December 15, 2017 by Canadian Underwriter
Two years after Economical left the gate on the track to demutualization, the Waterloo, Ont.-based mutual insurer appears to be the lone horse among its industry peers.
Four Canadian life insurers demutualized in 1999-2000 but regulations allowing mutual property and casualty insurers to demutualize have only been law for two years.
Manitoba-based Wawanesa Mutual Insurance Company has “no plans to demutualize,” Wawanesa chief executive officer Jeff Goy said Thursday in a statement to Canadian Underwriter.
Ditto for Lindsay, Ont.-based Commonwell Mutual Insurance Group – which, unlike Economical and Wawanesa, could not legally demutualize in any case because it is not regulated by the federal government but by the Ontario government.
Commonwell was formed in 2013 after the merger of Farmers’ Mutual (also based in Lindsay), Perth-based Lanark Mutual, and Alexandria-based Glengarry Mutual.
Ontario would have to have “regulations developed and enacted and put in place before we could even consider” demutualizing, Commonwell CEO Tim Shauf said Thursday in an interview. “We don’t have any intentions of demutualizing ourselves,” he added.
In addition to Wawanesa and Economical, other federally-regulated P&C mutuals include Portage, The Kings, Saskatchewan, Heartland Farm and Gore, the latter of which announced earlier that its board of directors voted not to demutualize. Canadian Underwriter contacted The Kings and Portage, but did not receive responses before press deadline.
Related: Who’d want to buy Economical?
Economical’s board and mutual policyholders voted two years ago in favour of demutualization. Two court-appointed committees – one representing eligible mutual policyholders of Economcial and the other representing non-mutual policyholders – are in negotiations. Economical plans to submit a conversion proposal to the federal Office of the Superintendent of Financial Institutions (OSFI) before Feb. 22, 2018. Several more steps are needed before it can demutualize.
Economical plans an initial public offering of stock if it completes its demutualization, the company’s president and CEO Rowan Saunders said in October during the CEO panel at the Insurance Brokers Association of Ontario annual convention. Economical officials have said in the past that the company wants to raise cash through an IPO so it can buy other companies.

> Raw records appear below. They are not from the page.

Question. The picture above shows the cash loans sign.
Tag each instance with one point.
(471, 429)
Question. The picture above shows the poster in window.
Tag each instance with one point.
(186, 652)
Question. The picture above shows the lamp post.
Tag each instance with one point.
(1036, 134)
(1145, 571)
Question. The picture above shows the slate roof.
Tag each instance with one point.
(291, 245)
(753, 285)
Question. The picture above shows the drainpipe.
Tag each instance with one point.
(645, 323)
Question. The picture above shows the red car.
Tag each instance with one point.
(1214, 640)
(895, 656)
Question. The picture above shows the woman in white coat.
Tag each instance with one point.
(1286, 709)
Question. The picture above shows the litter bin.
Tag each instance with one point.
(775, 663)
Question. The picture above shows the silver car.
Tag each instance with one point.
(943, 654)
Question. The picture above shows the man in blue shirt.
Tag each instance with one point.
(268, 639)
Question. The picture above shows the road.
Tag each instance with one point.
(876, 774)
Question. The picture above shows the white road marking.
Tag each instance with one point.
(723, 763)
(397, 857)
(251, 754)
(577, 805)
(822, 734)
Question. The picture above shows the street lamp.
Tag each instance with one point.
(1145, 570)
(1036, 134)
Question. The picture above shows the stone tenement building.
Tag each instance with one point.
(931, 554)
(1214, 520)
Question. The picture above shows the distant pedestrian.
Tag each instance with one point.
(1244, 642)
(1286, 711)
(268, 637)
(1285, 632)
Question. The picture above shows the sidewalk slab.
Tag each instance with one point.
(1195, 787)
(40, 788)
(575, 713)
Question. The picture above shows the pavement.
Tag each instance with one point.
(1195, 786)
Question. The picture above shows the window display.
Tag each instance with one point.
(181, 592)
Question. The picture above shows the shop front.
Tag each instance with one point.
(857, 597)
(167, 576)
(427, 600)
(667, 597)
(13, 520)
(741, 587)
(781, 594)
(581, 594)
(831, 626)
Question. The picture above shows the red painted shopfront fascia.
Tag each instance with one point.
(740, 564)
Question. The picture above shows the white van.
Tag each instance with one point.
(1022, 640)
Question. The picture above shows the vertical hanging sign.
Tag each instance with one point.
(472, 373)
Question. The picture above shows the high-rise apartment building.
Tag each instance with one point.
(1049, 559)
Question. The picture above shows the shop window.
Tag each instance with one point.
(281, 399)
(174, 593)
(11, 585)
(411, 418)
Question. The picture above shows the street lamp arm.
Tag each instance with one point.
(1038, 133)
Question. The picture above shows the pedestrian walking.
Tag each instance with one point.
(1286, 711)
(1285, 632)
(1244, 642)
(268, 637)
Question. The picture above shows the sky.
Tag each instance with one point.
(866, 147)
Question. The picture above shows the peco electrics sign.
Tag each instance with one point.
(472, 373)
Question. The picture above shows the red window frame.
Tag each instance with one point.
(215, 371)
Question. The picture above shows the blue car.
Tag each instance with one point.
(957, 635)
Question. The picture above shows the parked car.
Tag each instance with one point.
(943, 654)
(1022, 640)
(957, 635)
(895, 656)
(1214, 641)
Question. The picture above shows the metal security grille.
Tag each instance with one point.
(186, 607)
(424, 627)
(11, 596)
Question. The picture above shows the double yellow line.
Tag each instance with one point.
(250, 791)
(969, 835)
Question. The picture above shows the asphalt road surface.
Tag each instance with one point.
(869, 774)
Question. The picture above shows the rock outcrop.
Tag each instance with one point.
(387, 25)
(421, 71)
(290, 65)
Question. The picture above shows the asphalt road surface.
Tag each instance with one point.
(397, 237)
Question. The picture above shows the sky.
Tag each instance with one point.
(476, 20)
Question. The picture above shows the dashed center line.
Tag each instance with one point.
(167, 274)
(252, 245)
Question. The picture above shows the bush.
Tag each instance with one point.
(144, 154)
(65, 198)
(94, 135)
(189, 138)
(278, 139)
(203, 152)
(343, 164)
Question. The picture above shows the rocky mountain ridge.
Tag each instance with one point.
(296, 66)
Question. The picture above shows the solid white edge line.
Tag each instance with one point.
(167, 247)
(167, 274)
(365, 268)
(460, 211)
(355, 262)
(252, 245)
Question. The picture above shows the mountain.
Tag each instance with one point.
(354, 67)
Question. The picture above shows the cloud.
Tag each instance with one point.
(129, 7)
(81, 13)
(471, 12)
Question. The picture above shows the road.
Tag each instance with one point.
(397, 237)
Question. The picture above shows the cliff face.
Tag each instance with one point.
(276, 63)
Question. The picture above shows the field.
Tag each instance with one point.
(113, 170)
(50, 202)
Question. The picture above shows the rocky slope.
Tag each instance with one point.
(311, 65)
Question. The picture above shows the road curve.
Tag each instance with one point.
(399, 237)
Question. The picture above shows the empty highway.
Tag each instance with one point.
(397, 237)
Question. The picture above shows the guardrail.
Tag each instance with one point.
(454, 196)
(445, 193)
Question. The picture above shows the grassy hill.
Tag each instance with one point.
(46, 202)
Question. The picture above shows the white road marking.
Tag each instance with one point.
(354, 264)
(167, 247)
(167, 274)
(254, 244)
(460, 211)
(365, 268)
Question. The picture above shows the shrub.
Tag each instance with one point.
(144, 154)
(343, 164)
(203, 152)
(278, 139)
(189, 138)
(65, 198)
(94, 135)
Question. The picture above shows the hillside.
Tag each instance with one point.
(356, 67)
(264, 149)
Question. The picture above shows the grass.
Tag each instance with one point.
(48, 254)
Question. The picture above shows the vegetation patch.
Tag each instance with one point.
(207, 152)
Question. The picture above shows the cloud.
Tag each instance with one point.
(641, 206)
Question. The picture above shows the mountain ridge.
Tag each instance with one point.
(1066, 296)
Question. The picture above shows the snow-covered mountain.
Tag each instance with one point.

“Demutualization is a challenge,” Shauf said Thursday. “There is the access to capital that some companies desire but there is also the historical buildup of that capital.”
Once Economical starts trading on the stock exchange, it would have to be widely held for two years. After that time, “it is possible and likely they would get interest from a larger entity like an Intact,” Paul Holden, a CIBC Capital Markets analyst, told Canadian Underwriter earlier.
For its part, Commonwell is more than a century old, “so that is a big ball of twine to unwind” with demutualization, Shauf added. “It’s not a simple or straightforward process.”